The restaurant, designed by Jirka Kolar, features a main room with ornate details intended to look distressed and older. Handmade bar tops and signage adorn the walls of the larger space, while a smaller, more intimate section dubbed a “deli” will open for lunch during the week and strive for more of a lounge vibe on weekend nights.
Hunt says the restaurant group, which owns Hoboken’s Pilsener Haus & Biergarten and Asbury Park’s Asbury Festhalle & Biergarten, was drawn to the property in part because of the size of the space, but also the general vibe of the area. He says the older neighborhood, combined with several development projects nearby, sold them on the project.
“We wanted to get in ahead of the boom,” says Hunt, noting that the group initially opened Hoboken’s Pilsner Haus when the neighborhood was still underdeveloped. He says ownership also wanted to be in an area where folks are open to trying something different.
“Nobody is serving our style of food nearby,” Hunt says. “But 20 miles inland, [Hudson Hall’s] concept wouldn’t work. You need a receptive audience.”
Hudson Hall will feature about 50 beers, 21 of which will be on tap. The brews will skew about 60/40 in terms of European to American craft, and the restaurant is working with local breweries Departed Soles and New Jersey Beer Company to feature a few of their beers. In addition, a wide variety of craft ciders and a Bourbon-based bar program is in the works, in part because it pairs well with the food they’ll serve.
“Bourbon is a real niche market that’s coming up strong,” says Hunt, adding that the restaurant will feature house-made cocktails on a rotating basis. He stresses that quality and a lack of pretentiousness can go hand in hand, and he thinks that Hudson Hall’s food and drinks can satisfy what is a diverse neighborhood.
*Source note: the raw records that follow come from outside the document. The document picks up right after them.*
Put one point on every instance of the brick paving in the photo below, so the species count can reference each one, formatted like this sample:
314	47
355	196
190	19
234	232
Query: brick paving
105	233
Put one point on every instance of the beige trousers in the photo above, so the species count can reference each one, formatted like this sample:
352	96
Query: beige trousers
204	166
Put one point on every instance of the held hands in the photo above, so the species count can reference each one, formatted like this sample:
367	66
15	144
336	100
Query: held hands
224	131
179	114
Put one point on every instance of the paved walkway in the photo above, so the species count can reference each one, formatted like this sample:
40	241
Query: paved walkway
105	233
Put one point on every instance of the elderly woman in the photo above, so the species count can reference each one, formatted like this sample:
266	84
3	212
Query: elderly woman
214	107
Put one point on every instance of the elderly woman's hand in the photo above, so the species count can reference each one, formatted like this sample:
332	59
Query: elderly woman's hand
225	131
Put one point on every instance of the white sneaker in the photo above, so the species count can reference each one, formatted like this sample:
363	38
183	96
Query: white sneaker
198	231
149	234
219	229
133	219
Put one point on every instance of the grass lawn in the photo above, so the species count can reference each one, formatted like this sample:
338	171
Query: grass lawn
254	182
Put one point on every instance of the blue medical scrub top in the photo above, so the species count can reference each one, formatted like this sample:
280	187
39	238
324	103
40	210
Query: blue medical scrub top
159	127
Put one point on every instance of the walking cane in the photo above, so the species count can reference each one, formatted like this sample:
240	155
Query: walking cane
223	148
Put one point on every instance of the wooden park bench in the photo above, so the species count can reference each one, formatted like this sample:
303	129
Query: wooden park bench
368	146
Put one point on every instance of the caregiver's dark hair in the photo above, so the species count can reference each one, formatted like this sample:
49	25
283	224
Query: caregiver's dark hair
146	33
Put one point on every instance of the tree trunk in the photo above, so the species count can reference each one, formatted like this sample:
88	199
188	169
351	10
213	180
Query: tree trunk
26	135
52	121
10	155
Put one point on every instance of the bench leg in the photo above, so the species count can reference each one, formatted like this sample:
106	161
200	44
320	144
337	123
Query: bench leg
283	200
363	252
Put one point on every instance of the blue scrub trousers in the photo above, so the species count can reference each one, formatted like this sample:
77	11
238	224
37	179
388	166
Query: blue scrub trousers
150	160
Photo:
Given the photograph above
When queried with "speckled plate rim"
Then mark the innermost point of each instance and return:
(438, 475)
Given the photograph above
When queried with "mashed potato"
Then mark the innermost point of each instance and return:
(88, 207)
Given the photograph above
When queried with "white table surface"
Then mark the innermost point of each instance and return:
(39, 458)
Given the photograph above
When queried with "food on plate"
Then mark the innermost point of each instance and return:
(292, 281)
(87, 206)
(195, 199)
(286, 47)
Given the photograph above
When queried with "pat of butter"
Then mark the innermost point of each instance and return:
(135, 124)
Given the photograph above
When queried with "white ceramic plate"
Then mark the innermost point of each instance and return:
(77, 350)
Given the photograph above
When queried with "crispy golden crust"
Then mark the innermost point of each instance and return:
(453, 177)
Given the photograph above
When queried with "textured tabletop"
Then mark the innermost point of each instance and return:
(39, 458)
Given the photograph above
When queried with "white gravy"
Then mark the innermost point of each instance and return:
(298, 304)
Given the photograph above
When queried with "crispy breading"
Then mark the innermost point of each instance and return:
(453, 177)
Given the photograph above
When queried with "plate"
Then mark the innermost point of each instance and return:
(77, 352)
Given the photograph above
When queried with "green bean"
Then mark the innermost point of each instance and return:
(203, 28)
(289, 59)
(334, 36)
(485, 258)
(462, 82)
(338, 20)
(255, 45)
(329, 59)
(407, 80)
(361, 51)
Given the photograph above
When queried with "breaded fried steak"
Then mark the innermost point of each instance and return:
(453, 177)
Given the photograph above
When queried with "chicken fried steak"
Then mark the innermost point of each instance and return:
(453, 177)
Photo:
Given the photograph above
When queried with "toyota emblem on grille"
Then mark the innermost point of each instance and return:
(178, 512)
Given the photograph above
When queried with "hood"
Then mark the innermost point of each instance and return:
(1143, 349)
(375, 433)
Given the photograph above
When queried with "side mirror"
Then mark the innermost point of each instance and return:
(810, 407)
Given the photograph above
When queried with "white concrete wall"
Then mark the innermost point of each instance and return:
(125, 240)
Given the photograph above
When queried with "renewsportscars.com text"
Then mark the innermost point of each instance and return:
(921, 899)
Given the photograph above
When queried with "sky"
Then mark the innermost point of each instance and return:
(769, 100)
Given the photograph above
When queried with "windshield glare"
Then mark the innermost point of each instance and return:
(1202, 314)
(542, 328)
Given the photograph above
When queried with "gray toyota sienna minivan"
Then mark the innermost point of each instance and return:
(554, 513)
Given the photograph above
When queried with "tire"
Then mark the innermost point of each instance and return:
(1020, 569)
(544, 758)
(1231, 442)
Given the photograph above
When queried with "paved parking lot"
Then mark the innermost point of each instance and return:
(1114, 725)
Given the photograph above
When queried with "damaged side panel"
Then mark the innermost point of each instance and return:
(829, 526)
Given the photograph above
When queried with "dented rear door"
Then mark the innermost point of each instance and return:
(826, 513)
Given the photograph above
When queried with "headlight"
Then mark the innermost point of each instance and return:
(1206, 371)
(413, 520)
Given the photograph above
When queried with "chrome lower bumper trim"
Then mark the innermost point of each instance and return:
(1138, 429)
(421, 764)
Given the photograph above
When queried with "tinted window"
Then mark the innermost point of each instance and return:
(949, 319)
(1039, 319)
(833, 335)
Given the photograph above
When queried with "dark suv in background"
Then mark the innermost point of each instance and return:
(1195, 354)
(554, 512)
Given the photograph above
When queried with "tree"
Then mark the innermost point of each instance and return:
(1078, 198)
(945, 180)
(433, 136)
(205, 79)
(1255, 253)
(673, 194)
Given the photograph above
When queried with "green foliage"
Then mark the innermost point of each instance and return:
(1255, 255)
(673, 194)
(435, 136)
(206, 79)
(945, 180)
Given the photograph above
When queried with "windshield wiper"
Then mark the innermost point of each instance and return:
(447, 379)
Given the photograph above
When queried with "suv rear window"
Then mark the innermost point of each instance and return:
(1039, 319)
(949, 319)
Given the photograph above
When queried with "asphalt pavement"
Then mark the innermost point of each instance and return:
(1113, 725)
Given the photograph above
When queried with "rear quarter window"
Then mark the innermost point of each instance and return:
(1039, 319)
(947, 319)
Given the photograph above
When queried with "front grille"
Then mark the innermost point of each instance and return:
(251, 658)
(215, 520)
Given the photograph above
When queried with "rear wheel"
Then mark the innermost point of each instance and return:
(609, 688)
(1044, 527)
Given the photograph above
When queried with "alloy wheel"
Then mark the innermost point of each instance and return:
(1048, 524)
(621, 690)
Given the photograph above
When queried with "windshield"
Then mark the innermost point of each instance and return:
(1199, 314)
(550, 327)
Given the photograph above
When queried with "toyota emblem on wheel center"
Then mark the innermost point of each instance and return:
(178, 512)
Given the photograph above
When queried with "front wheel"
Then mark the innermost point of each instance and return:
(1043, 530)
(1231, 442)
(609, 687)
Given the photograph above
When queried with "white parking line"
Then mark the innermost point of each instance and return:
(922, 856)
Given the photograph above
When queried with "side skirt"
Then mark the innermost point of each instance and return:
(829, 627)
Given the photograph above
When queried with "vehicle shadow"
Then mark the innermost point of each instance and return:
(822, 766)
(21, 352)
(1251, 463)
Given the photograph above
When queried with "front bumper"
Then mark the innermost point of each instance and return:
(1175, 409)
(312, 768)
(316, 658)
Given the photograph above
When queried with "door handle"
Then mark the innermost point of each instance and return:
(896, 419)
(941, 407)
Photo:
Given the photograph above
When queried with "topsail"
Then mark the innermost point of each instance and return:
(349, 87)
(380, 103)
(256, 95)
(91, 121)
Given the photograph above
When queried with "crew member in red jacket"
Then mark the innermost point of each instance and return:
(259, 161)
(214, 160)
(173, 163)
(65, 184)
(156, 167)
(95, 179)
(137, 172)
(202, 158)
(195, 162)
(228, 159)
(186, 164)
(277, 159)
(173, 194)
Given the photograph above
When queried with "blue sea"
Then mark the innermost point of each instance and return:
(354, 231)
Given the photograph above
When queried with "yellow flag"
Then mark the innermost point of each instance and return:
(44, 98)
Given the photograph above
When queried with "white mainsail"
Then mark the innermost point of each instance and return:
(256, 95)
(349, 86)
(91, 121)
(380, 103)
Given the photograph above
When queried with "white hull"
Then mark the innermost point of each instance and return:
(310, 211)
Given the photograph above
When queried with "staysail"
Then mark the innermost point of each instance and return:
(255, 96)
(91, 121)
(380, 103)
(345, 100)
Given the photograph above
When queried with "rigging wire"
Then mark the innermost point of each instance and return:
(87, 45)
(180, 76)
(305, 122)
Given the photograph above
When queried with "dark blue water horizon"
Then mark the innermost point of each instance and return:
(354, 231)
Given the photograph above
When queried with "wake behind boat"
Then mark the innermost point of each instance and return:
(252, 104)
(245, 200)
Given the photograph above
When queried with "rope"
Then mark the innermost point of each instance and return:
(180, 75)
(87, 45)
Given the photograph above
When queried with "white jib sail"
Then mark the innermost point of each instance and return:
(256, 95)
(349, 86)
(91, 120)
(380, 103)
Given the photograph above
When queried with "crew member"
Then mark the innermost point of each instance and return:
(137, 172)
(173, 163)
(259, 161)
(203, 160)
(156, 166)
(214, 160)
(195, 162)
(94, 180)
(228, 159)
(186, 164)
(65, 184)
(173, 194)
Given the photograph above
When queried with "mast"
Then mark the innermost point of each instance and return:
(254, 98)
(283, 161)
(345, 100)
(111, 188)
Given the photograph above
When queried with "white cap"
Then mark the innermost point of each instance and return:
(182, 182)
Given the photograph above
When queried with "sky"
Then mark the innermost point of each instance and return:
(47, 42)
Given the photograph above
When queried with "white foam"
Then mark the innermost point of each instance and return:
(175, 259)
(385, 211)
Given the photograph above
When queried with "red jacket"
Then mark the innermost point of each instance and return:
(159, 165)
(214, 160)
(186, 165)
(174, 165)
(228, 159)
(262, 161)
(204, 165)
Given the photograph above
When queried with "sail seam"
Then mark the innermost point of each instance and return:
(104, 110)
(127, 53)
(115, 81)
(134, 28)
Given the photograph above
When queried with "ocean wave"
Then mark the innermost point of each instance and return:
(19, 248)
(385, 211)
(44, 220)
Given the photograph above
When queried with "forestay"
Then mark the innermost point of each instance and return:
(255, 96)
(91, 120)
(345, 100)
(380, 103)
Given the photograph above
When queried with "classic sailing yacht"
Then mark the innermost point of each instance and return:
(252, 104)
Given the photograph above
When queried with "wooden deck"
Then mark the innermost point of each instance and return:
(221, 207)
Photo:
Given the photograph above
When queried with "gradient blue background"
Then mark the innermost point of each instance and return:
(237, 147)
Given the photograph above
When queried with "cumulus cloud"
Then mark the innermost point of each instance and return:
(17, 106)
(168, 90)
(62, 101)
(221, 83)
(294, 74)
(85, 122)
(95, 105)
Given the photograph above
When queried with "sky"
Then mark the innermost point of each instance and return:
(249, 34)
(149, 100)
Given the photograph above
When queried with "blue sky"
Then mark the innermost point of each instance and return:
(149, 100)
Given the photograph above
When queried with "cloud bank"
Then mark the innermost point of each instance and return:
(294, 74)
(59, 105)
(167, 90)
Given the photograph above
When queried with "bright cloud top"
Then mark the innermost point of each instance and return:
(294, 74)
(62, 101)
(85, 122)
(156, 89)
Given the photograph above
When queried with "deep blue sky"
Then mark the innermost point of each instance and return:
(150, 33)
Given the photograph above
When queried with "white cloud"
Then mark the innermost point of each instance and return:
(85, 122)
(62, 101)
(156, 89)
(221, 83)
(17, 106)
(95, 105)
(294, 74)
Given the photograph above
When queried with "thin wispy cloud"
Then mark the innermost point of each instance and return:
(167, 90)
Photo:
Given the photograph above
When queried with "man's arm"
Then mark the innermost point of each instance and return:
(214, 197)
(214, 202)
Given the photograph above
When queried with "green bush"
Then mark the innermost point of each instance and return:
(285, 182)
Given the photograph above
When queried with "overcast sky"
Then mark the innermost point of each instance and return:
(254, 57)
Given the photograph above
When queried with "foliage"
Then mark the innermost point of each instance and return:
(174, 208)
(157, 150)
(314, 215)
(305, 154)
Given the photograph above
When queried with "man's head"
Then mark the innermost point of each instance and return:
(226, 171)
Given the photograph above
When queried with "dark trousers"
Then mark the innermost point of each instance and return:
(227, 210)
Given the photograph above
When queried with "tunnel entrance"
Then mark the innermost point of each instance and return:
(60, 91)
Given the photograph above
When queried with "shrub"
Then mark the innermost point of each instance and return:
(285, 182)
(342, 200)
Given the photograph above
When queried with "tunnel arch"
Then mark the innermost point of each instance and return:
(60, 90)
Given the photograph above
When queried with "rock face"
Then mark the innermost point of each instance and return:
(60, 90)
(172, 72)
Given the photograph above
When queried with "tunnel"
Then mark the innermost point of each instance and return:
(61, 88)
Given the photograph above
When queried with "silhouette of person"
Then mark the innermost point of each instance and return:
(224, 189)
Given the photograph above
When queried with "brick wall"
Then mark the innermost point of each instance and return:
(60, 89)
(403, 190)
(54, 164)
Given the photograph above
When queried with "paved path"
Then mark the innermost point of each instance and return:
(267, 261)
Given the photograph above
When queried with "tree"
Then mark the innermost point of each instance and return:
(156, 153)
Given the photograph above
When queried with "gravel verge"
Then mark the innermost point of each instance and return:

“Too many restaurants focus on beer and cocktails, and the food can almost become priority #3,” says Hunt. “But you need to have great food or people will catch on and go elsewhere to dine. We’re looking to accentuate the great food with drinks, not the other way around.”
Live music will be part of the Hudson Hall experience and the restaurant eventually wants to establish to-go sales of their smoked meats. The main hall of the 250-seat restaurant, located at 364 Marin Boulevard, will open at 4PM daily and is looking to be up and running by mid-August.